In 2020 OCC! expanded its scope and encouraged students to explore local initiatives in their city, resulting in entries from various locations. OCC! also wished to create a space for imaginative exploration of the future, and we asked students how would the place you live look like in year 2200, culminating in entries from across the world, allowing our imaginations to broaden of what futures we hope or fear for. Here below you find all the entries that are from Porto Torres, Italy.
Il Giardino / The Garden. Common Good in Porto Torres (Sardinia,Italy)
Matilde Silvia Schirru
Published June 13, 2025
Where this grassroots initiative is implemented? Who are the promoters?
Il Giardino / The Garden, in english, is an initiative based on the horizontal coordination of a group of people.
It includes artists, teachers, technicians and professional gardeners, among others. Angela Louise Pudda introduced me to the Il Giardino, telling how ”it promotes ‘intersectional paths’ dedicated to the concept of active peace and caring for (bio)diversity: powerful tools are observations, playing, studying, art and music, for everyone and all ages”. Angela co-founded Il Giardino with others. Sardinian by origin, she was born and grew-up in Germany, but chose to come back to Sardinia where she pursued her career as an artist at the Sassari’s Academy of Fine Arts. She settled in Porto Torres, actually she studies Education Sciences at the University of Sassari, she works and has her own family here in Porto Torres.

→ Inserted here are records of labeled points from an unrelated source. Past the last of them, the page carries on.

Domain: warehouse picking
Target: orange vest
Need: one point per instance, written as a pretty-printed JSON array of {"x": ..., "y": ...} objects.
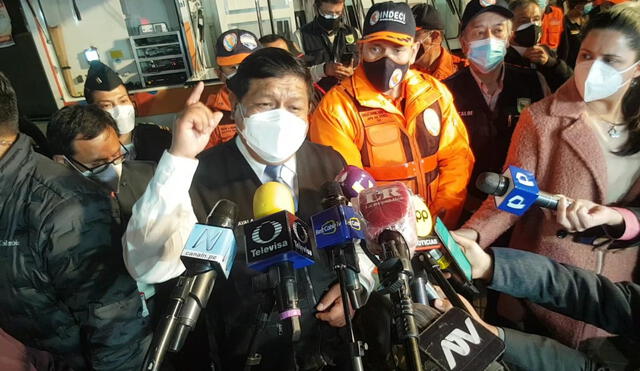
[
  {"x": 552, "y": 27},
  {"x": 407, "y": 143},
  {"x": 226, "y": 130}
]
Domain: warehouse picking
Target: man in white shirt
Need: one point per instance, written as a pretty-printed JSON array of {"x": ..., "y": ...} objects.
[{"x": 271, "y": 94}]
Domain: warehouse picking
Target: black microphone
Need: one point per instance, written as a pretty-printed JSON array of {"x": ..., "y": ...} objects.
[
  {"x": 455, "y": 341},
  {"x": 210, "y": 250},
  {"x": 516, "y": 191},
  {"x": 337, "y": 229},
  {"x": 396, "y": 275}
]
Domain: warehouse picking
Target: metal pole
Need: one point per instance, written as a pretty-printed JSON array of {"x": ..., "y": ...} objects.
[
  {"x": 257, "y": 2},
  {"x": 273, "y": 29}
]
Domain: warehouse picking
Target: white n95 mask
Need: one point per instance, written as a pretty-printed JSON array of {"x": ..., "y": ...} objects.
[
  {"x": 274, "y": 135},
  {"x": 125, "y": 117},
  {"x": 599, "y": 80}
]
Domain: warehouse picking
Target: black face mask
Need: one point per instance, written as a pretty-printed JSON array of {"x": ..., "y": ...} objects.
[
  {"x": 328, "y": 24},
  {"x": 384, "y": 74},
  {"x": 528, "y": 37},
  {"x": 420, "y": 52}
]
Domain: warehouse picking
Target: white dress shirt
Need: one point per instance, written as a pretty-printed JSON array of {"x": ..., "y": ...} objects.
[{"x": 163, "y": 218}]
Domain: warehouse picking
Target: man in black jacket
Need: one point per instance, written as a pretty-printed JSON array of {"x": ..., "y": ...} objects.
[
  {"x": 329, "y": 44},
  {"x": 271, "y": 93},
  {"x": 525, "y": 50},
  {"x": 85, "y": 138},
  {"x": 63, "y": 288},
  {"x": 144, "y": 141},
  {"x": 490, "y": 94}
]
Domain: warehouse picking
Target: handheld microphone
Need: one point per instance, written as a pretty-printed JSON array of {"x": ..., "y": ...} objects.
[
  {"x": 424, "y": 226},
  {"x": 278, "y": 244},
  {"x": 210, "y": 250},
  {"x": 515, "y": 191},
  {"x": 337, "y": 229},
  {"x": 455, "y": 341},
  {"x": 354, "y": 180},
  {"x": 388, "y": 207}
]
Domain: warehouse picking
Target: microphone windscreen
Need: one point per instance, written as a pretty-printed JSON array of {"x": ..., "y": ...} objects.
[
  {"x": 389, "y": 207},
  {"x": 492, "y": 184},
  {"x": 272, "y": 197},
  {"x": 354, "y": 180}
]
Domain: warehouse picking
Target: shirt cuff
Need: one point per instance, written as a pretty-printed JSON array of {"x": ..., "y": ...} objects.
[
  {"x": 631, "y": 224},
  {"x": 175, "y": 172}
]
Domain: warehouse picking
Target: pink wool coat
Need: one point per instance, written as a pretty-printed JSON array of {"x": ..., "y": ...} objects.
[{"x": 554, "y": 141}]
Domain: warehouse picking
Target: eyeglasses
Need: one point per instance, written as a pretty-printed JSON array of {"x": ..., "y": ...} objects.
[{"x": 102, "y": 167}]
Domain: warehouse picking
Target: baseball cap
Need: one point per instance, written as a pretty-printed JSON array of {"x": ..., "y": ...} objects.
[
  {"x": 477, "y": 7},
  {"x": 427, "y": 17},
  {"x": 233, "y": 46},
  {"x": 389, "y": 21},
  {"x": 100, "y": 77}
]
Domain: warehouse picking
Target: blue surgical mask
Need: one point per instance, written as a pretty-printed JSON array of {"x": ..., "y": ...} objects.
[{"x": 487, "y": 54}]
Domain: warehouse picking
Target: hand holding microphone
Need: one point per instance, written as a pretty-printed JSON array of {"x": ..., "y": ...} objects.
[
  {"x": 580, "y": 215},
  {"x": 481, "y": 261}
]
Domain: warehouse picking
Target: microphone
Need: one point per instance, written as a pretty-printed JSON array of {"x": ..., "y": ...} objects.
[
  {"x": 391, "y": 222},
  {"x": 455, "y": 341},
  {"x": 388, "y": 207},
  {"x": 424, "y": 226},
  {"x": 396, "y": 275},
  {"x": 354, "y": 180},
  {"x": 515, "y": 191},
  {"x": 337, "y": 229},
  {"x": 209, "y": 250},
  {"x": 278, "y": 244}
]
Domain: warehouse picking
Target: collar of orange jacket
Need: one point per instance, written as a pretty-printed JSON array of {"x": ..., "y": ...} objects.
[
  {"x": 411, "y": 86},
  {"x": 220, "y": 100}
]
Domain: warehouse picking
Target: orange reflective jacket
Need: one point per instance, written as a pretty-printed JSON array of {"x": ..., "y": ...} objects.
[
  {"x": 446, "y": 65},
  {"x": 552, "y": 27},
  {"x": 227, "y": 128},
  {"x": 424, "y": 144}
]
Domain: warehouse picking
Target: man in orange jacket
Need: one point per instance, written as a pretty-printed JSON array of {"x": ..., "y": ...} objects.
[
  {"x": 552, "y": 25},
  {"x": 232, "y": 47},
  {"x": 398, "y": 124},
  {"x": 432, "y": 57}
]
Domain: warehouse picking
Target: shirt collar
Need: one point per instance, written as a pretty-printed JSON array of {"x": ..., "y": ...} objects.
[
  {"x": 483, "y": 86},
  {"x": 258, "y": 167}
]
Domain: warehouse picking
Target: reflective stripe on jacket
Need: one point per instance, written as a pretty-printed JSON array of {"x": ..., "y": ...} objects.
[{"x": 226, "y": 130}]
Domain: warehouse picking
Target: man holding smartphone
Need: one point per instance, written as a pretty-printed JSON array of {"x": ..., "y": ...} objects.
[
  {"x": 329, "y": 45},
  {"x": 397, "y": 123}
]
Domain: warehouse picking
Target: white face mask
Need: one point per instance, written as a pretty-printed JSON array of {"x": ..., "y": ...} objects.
[
  {"x": 487, "y": 54},
  {"x": 599, "y": 80},
  {"x": 273, "y": 135},
  {"x": 125, "y": 117},
  {"x": 110, "y": 177}
]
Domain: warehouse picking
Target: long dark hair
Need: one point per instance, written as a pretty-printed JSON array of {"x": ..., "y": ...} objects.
[{"x": 624, "y": 18}]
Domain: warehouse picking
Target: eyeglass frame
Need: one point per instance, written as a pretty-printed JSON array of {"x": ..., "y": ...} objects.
[{"x": 116, "y": 161}]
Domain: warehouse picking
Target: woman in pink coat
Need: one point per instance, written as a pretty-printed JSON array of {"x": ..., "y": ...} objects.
[{"x": 582, "y": 142}]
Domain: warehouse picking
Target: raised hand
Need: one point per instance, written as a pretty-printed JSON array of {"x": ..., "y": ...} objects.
[{"x": 194, "y": 126}]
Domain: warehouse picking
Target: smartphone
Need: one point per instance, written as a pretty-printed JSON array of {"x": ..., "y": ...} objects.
[
  {"x": 346, "y": 59},
  {"x": 453, "y": 250}
]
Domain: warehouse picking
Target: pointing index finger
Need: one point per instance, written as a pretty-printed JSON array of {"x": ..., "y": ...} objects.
[{"x": 195, "y": 95}]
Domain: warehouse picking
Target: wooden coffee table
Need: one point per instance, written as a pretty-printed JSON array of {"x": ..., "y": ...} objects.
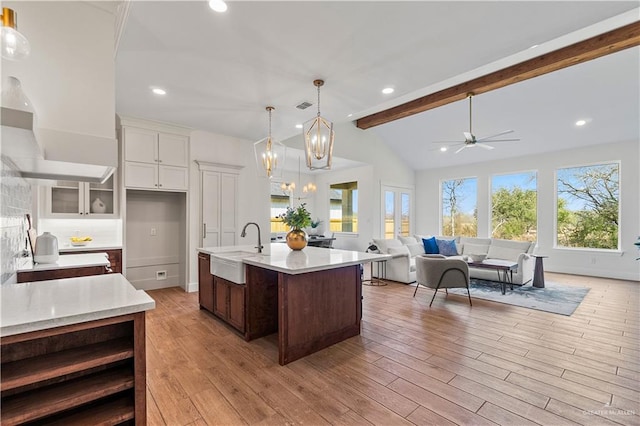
[{"x": 504, "y": 268}]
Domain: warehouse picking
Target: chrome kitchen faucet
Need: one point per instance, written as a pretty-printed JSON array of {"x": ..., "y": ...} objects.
[{"x": 244, "y": 234}]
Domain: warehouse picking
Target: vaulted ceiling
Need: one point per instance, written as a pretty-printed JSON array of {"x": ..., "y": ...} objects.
[{"x": 220, "y": 71}]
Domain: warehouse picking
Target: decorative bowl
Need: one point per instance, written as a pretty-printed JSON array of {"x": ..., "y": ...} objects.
[{"x": 477, "y": 258}]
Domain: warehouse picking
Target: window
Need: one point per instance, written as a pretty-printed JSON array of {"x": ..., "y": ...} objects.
[
  {"x": 514, "y": 206},
  {"x": 588, "y": 206},
  {"x": 279, "y": 204},
  {"x": 343, "y": 205},
  {"x": 459, "y": 209},
  {"x": 396, "y": 211}
]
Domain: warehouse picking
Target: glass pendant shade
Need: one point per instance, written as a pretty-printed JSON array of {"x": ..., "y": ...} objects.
[
  {"x": 318, "y": 139},
  {"x": 270, "y": 154},
  {"x": 15, "y": 46}
]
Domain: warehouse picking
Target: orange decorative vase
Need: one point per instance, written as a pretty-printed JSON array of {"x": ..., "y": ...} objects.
[{"x": 296, "y": 239}]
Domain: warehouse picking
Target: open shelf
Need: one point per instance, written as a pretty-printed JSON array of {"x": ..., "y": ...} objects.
[
  {"x": 86, "y": 373},
  {"x": 37, "y": 369},
  {"x": 52, "y": 399},
  {"x": 113, "y": 412}
]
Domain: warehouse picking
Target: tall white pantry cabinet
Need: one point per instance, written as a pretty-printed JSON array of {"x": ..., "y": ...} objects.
[
  {"x": 218, "y": 204},
  {"x": 154, "y": 174},
  {"x": 155, "y": 160}
]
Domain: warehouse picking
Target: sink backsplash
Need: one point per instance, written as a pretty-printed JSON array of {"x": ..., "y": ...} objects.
[
  {"x": 104, "y": 232},
  {"x": 16, "y": 202}
]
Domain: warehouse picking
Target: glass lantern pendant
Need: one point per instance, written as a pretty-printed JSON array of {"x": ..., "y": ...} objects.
[
  {"x": 15, "y": 46},
  {"x": 318, "y": 138},
  {"x": 270, "y": 154}
]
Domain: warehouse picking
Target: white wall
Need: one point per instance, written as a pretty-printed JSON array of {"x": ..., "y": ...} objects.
[
  {"x": 380, "y": 166},
  {"x": 69, "y": 76},
  {"x": 575, "y": 261}
]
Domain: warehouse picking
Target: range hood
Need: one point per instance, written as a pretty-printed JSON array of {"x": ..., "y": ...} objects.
[{"x": 19, "y": 144}]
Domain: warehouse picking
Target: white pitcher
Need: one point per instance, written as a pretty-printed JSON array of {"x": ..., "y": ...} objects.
[{"x": 46, "y": 249}]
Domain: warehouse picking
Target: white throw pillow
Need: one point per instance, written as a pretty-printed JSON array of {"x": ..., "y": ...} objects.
[
  {"x": 399, "y": 250},
  {"x": 497, "y": 252},
  {"x": 407, "y": 240},
  {"x": 415, "y": 249},
  {"x": 474, "y": 249},
  {"x": 384, "y": 245}
]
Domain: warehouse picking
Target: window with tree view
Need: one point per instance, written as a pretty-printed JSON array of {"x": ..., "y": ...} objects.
[
  {"x": 514, "y": 206},
  {"x": 343, "y": 207},
  {"x": 588, "y": 206},
  {"x": 459, "y": 207}
]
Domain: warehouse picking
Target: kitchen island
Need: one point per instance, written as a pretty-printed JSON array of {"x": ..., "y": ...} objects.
[
  {"x": 312, "y": 298},
  {"x": 73, "y": 351},
  {"x": 69, "y": 266}
]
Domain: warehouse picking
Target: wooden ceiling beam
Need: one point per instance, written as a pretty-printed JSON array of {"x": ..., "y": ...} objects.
[{"x": 586, "y": 50}]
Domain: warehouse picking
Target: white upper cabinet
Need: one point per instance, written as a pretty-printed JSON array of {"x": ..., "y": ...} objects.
[
  {"x": 155, "y": 160},
  {"x": 72, "y": 199}
]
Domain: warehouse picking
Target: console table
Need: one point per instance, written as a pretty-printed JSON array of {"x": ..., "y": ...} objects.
[
  {"x": 538, "y": 272},
  {"x": 504, "y": 269}
]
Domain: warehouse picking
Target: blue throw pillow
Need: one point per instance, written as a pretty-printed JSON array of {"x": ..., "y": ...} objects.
[
  {"x": 430, "y": 245},
  {"x": 447, "y": 247}
]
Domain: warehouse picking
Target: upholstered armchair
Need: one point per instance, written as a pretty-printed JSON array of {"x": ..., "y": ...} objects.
[{"x": 436, "y": 271}]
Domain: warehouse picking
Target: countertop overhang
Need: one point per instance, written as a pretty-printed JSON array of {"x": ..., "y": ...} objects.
[
  {"x": 85, "y": 260},
  {"x": 42, "y": 305},
  {"x": 310, "y": 259}
]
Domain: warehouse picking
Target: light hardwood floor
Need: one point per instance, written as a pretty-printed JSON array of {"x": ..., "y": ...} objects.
[{"x": 449, "y": 364}]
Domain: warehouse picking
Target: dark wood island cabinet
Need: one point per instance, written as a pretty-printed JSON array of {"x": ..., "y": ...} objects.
[{"x": 311, "y": 298}]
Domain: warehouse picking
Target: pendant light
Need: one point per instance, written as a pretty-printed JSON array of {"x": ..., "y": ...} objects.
[
  {"x": 15, "y": 46},
  {"x": 289, "y": 188},
  {"x": 318, "y": 138},
  {"x": 270, "y": 154}
]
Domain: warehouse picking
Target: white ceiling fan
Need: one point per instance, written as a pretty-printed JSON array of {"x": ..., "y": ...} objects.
[{"x": 470, "y": 140}]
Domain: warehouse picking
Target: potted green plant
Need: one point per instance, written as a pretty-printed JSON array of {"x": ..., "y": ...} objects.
[
  {"x": 315, "y": 224},
  {"x": 297, "y": 218}
]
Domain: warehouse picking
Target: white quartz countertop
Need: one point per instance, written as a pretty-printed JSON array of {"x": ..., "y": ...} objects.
[
  {"x": 42, "y": 305},
  {"x": 310, "y": 259},
  {"x": 66, "y": 262},
  {"x": 68, "y": 248}
]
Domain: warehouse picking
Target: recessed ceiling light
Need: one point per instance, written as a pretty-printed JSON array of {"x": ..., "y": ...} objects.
[{"x": 218, "y": 5}]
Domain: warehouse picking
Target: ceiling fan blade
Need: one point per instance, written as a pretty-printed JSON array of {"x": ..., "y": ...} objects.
[
  {"x": 482, "y": 145},
  {"x": 498, "y": 140},
  {"x": 484, "y": 138}
]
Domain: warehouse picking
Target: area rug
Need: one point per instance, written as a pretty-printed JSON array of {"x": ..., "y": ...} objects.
[{"x": 555, "y": 298}]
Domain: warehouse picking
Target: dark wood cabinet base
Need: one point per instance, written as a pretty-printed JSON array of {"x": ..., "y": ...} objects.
[
  {"x": 309, "y": 311},
  {"x": 88, "y": 373}
]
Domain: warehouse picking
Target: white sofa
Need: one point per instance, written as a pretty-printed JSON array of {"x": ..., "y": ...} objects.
[{"x": 402, "y": 266}]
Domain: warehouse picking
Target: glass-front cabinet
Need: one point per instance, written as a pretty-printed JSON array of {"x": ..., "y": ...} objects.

Porto Torres (Sardinia, Italy). View from the top of ”sixty steps” project The rainbow and the salmon swimming upwards for their spawning are symbolic representations for life and resilience. Image licensed under the permission of Il Giardino for the uses and purposes of Atlas of the other Worlds.
Who are the beneficiaries?
”Beneficiaries of the initiative are all citizens: from children to adults, from the disabled to the elderly. Every activity is designed to be inclusive”. I met Angela during the participatory process for the design of a new green public area of ”Via Gobetti”, in Porto Torres. The project is supported by the Parco Nazionale dell’Asinara, Municipality of Porto Torres, and the ‘Educando Asinara’ guides and environmental educators’s network. During the meetings, Angela introduced herself as a contact person for a group of people carrying out ‘secret green actions’, designing and creating green spaces.
How does this initiative engage with climate? Does it tackle mitigation, adaptation, both or other dimensions of climate change?
Actions promoted by Il Giardino group engage citizens to take care of common goods as well as to implement action of climate empowerment, trough open discussion, technical training and tactical urbanism, towards climate mitigation and adaptation actions, thanks to the chances to create and/or take care of green public spaces, using bottom-up approaches.
What are the main objectives? What are the main values?
Il Giardino defines itself by manifesto as an informal and spontaneous group of free active citizenship, which studies and puts into practice ways of caring for green spaces – public and personal – in order to offer planetary citizens an environment in which to promote relationships based on sustainability and the Common Good. The importance of these issues cannot be questioned, but to fully appreciate their significance here, in Porto Torres, it is necessary to at least reread the processes that have affected the territory over the last 50 years.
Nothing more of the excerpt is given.